La Lega Nord di Grosseto commenta l’incontro sull’emergenza profughi organizzato dal Comune di Paganico e che si è svolto ieri.
“A prendere subito la parola, il sindaco Alessandra Biondi – si legge in un comunicato del Carroccio grossetano -. Il primo cittadino, venuto a conoscenza tramite la Prefettura dell’arrivo sul territorio di alcuni migranti, ha invitato a considerare possibile l’iter di accoglienza e integrazione, già messo in atto in altri paesi della Toscana e non solo. Iter che prevederebbe il coinvolgimento di queste ‘risorse’ all’interno di un sistema lavorativo”.

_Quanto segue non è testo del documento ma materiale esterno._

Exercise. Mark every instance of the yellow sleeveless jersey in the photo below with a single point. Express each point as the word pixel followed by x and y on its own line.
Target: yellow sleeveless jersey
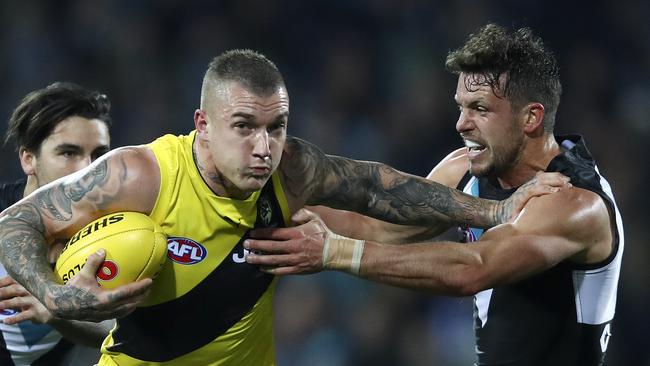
pixel 207 305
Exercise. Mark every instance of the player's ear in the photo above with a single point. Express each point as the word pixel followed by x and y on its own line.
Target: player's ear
pixel 533 117
pixel 27 161
pixel 200 122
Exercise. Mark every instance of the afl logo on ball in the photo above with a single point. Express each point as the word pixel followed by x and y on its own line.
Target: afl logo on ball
pixel 8 312
pixel 107 271
pixel 185 251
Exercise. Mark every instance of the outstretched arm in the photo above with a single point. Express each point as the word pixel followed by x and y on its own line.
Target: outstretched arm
pixel 15 296
pixel 56 211
pixel 374 189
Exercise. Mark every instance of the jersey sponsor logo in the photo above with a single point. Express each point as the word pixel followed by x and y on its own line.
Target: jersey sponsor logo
pixel 604 338
pixel 240 257
pixel 185 251
pixel 95 226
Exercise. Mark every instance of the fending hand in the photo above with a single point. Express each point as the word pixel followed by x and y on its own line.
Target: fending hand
pixel 14 296
pixel 295 250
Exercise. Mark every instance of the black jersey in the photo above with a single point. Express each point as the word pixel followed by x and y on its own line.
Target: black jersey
pixel 561 316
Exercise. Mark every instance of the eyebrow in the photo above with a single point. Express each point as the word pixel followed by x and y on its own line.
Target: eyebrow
pixel 65 146
pixel 252 117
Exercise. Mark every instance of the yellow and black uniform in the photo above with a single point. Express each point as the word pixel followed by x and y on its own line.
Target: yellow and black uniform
pixel 207 306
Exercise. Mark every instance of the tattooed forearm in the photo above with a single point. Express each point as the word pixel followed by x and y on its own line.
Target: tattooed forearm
pixel 377 190
pixel 57 202
pixel 23 250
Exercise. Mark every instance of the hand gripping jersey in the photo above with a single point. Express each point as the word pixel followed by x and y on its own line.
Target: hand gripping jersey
pixel 560 317
pixel 207 306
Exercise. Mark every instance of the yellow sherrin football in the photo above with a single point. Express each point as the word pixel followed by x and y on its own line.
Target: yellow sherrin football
pixel 136 248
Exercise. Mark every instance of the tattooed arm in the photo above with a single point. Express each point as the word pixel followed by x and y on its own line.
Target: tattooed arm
pixel 377 190
pixel 56 211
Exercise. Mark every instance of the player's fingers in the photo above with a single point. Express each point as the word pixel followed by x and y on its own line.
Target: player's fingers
pixel 272 233
pixel 6 281
pixel 18 318
pixel 281 271
pixel 266 246
pixel 93 263
pixel 269 259
pixel 13 290
pixel 16 303
pixel 129 293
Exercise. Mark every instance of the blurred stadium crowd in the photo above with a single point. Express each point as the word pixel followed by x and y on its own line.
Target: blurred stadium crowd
pixel 366 80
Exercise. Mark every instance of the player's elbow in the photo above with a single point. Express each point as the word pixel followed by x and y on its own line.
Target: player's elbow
pixel 468 278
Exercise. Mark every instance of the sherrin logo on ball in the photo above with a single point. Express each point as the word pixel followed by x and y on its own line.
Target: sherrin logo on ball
pixel 135 246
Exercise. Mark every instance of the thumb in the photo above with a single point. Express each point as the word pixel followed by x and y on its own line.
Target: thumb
pixel 303 216
pixel 93 264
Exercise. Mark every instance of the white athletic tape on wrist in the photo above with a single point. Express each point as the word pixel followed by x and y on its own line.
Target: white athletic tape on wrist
pixel 342 253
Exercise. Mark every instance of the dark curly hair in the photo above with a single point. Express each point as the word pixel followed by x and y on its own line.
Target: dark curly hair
pixel 42 110
pixel 531 70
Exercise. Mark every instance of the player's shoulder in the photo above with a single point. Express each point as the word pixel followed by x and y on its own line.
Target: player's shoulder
pixel 450 170
pixel 574 209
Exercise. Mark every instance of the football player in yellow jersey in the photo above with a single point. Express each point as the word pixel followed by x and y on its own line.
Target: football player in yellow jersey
pixel 237 170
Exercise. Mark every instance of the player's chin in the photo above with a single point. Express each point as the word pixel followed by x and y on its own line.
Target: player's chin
pixel 256 182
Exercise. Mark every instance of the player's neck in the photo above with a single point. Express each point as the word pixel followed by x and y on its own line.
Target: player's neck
pixel 31 185
pixel 219 184
pixel 534 158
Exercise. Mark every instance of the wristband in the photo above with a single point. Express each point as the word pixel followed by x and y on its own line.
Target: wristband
pixel 342 253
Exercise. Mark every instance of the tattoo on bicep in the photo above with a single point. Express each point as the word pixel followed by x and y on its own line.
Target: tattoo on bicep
pixel 23 248
pixel 57 202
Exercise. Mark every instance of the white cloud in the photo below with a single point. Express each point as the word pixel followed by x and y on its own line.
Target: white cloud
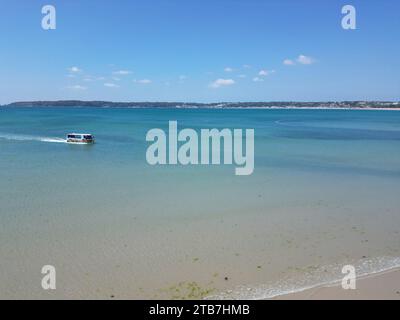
pixel 222 83
pixel 143 81
pixel 304 59
pixel 122 72
pixel 77 87
pixel 288 62
pixel 111 85
pixel 74 70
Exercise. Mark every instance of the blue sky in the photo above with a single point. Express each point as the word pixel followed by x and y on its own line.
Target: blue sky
pixel 206 51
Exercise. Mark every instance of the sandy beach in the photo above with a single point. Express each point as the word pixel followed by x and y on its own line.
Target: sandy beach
pixel 382 286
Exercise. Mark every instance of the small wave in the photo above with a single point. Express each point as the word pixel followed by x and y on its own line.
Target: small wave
pixel 20 137
pixel 320 277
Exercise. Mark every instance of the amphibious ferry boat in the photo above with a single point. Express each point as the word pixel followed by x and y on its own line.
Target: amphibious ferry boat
pixel 80 138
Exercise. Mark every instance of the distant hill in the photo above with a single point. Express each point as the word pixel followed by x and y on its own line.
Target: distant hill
pixel 276 104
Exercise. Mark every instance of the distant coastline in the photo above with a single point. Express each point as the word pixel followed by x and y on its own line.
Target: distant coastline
pixel 366 105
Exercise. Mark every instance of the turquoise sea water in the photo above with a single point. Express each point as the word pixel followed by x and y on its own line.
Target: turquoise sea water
pixel 324 193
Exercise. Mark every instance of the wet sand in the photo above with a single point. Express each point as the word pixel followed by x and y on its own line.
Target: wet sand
pixel 382 286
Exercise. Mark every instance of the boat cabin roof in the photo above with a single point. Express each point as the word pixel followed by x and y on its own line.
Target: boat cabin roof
pixel 79 134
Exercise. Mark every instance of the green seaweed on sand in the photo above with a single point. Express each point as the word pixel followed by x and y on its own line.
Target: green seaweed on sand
pixel 187 290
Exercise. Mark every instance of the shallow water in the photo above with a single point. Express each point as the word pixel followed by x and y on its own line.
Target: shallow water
pixel 324 193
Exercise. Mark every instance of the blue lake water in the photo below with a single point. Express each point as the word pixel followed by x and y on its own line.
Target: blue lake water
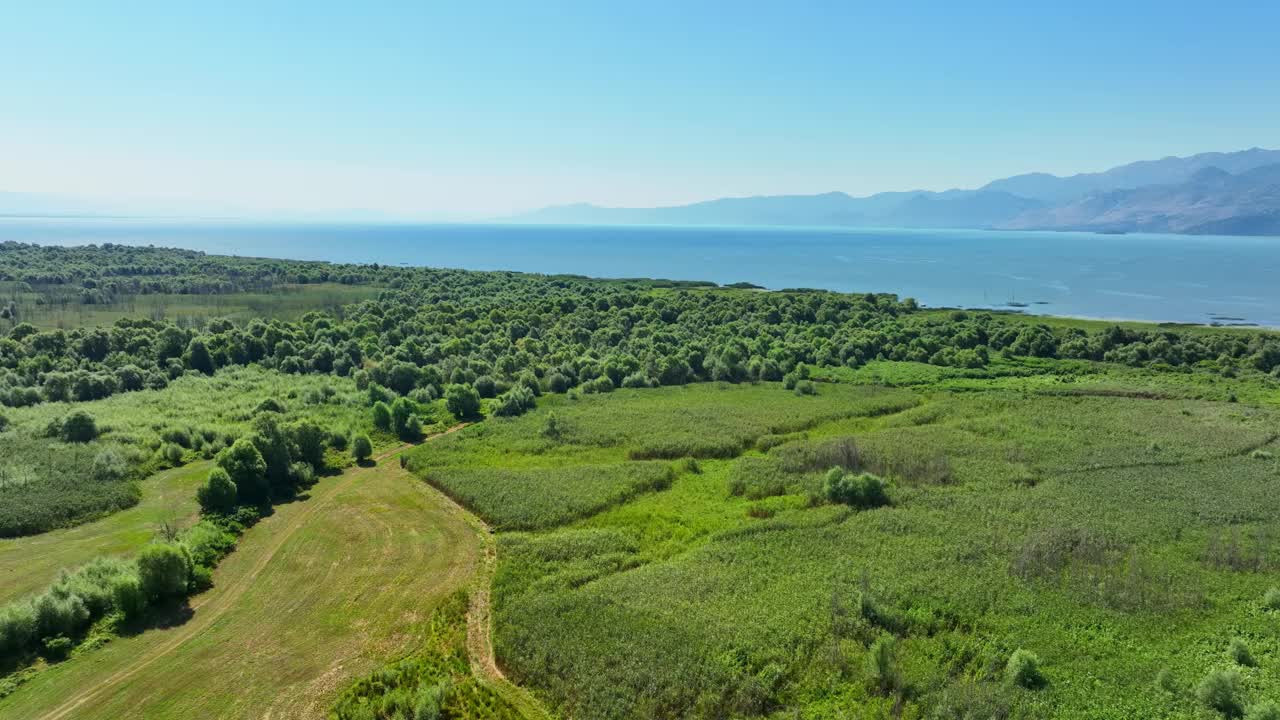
pixel 1144 277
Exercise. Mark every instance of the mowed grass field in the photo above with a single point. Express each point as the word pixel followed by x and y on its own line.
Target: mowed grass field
pixel 323 591
pixel 30 564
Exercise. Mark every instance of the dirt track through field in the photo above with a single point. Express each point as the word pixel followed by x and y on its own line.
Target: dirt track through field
pixel 211 606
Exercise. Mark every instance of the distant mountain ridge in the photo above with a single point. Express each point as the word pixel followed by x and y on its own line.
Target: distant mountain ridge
pixel 1211 192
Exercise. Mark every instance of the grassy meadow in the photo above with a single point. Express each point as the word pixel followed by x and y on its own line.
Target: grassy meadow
pixel 1120 540
pixel 325 589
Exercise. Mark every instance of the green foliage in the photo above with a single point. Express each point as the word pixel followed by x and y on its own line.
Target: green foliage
pixel 1023 670
pixel 78 425
pixel 882 670
pixel 516 401
pixel 1239 652
pixel 243 464
pixel 1265 710
pixel 862 490
pixel 164 570
pixel 462 401
pixel 1223 692
pixel 361 449
pixel 433 683
pixel 382 417
pixel 218 493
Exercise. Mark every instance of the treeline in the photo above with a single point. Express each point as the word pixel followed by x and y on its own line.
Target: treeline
pixel 492 331
pixel 272 463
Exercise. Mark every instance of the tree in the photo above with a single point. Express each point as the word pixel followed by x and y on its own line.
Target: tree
pixel 382 415
pixel 401 413
pixel 163 570
pixel 462 401
pixel 218 493
pixel 306 442
pixel 361 449
pixel 246 469
pixel 80 427
pixel 199 356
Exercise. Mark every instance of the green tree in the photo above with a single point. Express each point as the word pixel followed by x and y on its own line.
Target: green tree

“Successivamente, Fabrizio Boldrini, direttore del Coeso di Grosseto, ha sincerato che, all’interno della struttura in cui i migranti saranno ospitati, un ex asilo in località La Rugginosa, verrà effettuata una normale profilassi sanitaria per escludere malattie contagiose o eventualmente procedere a immediati ricoveri ospedalieri al Misericordia di Grosseto – continua il comunicato -. Lo stesso Boldrini ha poi legittimato il regalo di uno smartphone che verrà fatto agli stessi ospiti, spiegando che sarà necessario per far mantenere i contatti tra queste persone e i loro nuclei familiari rimasti nei paesi di origine. Certamente qualcosa di strano: se i presunti profughi sono scappati da zone di guerra, perchè il resto delle famiglie non ha fatto, per incolumità personale, la stessa scelta?”

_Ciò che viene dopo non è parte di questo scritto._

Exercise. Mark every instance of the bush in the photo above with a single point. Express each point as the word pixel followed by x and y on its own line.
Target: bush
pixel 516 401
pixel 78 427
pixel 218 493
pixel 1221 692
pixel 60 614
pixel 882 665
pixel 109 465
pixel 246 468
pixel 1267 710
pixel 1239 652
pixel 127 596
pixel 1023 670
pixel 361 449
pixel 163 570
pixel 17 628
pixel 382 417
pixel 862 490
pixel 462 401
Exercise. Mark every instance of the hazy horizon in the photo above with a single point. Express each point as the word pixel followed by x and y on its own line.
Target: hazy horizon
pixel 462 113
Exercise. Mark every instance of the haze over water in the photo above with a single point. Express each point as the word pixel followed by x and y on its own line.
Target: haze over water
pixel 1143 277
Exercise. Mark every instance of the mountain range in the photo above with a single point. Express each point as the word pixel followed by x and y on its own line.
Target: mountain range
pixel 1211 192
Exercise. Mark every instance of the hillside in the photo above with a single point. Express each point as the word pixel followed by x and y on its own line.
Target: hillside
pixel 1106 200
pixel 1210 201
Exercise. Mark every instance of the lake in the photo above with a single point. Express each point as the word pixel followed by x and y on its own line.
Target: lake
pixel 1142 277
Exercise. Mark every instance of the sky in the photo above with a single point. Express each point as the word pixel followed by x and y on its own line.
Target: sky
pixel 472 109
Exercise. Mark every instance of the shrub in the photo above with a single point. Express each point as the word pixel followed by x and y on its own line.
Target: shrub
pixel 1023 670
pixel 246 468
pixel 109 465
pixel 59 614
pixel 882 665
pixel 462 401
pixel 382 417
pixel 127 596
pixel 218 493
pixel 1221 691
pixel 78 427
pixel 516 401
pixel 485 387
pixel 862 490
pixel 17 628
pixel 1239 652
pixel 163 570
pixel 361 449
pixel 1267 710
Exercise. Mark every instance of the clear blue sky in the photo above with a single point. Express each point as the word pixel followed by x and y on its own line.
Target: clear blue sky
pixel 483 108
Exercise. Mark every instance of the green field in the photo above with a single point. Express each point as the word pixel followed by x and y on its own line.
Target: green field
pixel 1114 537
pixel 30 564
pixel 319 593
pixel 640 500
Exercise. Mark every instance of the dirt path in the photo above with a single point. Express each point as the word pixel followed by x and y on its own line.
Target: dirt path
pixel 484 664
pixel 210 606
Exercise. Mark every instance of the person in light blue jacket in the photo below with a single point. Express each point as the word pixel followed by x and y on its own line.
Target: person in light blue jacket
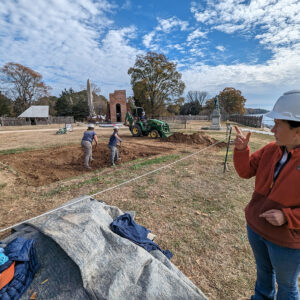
pixel 112 145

“Tiziano Rombai, portavoce della Lega Nord Grosseto, ha quindi lecitamente domandato a chi vengano intestate le Sim degli smartphone in regalo, dal momento che gli immigrati si trovano sul nostro Paese senza documenti e senza soldi. Una grossa ingiustizia, ma ormai purtroppo si sa: dagli italiani, i gestori telefonici pretendono validi documenti per il rilascio delle schede telefoniche, oltre ad un pagamento che, solitamente, si aggira attorno ai 10 euro – sottolinea la nota -. Un’altra considerazione è poi stata fatta dai circa sessanta cittadini presenti alla riunione, su cui tutti in realtà dovrebbero riflettere: tali ‘risorse’ saranno libere di muoversi, spostarsi, lasciare la struttura ogniqualvolta lo vogliano, senza un controllo efficiente che monitori dove e cosa facciano. Qualora commettessero un qualsiasi tipo di reato, chi si assumerà la responsabilità? Quali misure verranno adottate? A questi ovvi dubbi di gestione, di sicurezza e di rispetto verso la collettività in cui gli immigrati verranno inseriti, Boldrini ha risposto, in maniera sbrigativa, affermando che semplicemente verrà loro rifiutato l’asilo politico”.

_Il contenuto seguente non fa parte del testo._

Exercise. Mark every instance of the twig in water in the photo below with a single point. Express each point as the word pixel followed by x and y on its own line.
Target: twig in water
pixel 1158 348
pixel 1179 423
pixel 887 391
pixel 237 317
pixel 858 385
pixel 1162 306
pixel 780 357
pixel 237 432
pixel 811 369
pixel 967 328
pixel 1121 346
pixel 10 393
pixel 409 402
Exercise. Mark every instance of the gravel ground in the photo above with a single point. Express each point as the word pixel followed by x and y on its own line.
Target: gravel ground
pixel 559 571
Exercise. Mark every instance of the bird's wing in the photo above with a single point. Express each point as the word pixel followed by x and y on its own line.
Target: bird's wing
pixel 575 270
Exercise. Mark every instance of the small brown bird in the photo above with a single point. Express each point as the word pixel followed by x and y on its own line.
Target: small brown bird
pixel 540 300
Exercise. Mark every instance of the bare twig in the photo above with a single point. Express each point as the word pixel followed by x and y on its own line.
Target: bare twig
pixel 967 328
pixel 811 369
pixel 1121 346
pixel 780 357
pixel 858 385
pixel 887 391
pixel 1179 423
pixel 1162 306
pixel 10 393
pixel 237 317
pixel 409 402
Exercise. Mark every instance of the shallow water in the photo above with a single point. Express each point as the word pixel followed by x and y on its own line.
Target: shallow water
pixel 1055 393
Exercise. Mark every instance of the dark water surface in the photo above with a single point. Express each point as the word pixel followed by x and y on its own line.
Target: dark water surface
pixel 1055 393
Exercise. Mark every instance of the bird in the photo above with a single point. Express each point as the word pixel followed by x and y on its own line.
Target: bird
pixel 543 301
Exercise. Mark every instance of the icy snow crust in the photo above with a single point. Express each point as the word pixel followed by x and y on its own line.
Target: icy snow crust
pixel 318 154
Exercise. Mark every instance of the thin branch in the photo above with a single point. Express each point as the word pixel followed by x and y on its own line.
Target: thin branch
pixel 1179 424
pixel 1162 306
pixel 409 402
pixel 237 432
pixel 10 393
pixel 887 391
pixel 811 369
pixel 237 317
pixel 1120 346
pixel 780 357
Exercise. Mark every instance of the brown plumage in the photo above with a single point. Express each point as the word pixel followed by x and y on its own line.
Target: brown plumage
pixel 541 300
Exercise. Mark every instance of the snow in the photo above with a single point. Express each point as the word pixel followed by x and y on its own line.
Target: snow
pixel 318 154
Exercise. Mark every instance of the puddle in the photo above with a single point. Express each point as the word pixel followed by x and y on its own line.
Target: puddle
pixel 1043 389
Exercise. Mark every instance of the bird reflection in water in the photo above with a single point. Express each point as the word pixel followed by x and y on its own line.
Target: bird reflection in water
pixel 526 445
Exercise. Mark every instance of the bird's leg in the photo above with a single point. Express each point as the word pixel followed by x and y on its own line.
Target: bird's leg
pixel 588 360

“La Lega ribadisce convintamente che, accogliere a scopo umanitario chi davvero scappa da guerre e da tutte le difficoltà effettive che queste comportano, sia un dovere morale e civile – termina il comunicato -. Mantenere e soddisfare chi invece non scappa da bombardamenti e raid, si chiama, semplicemente, speculazione”.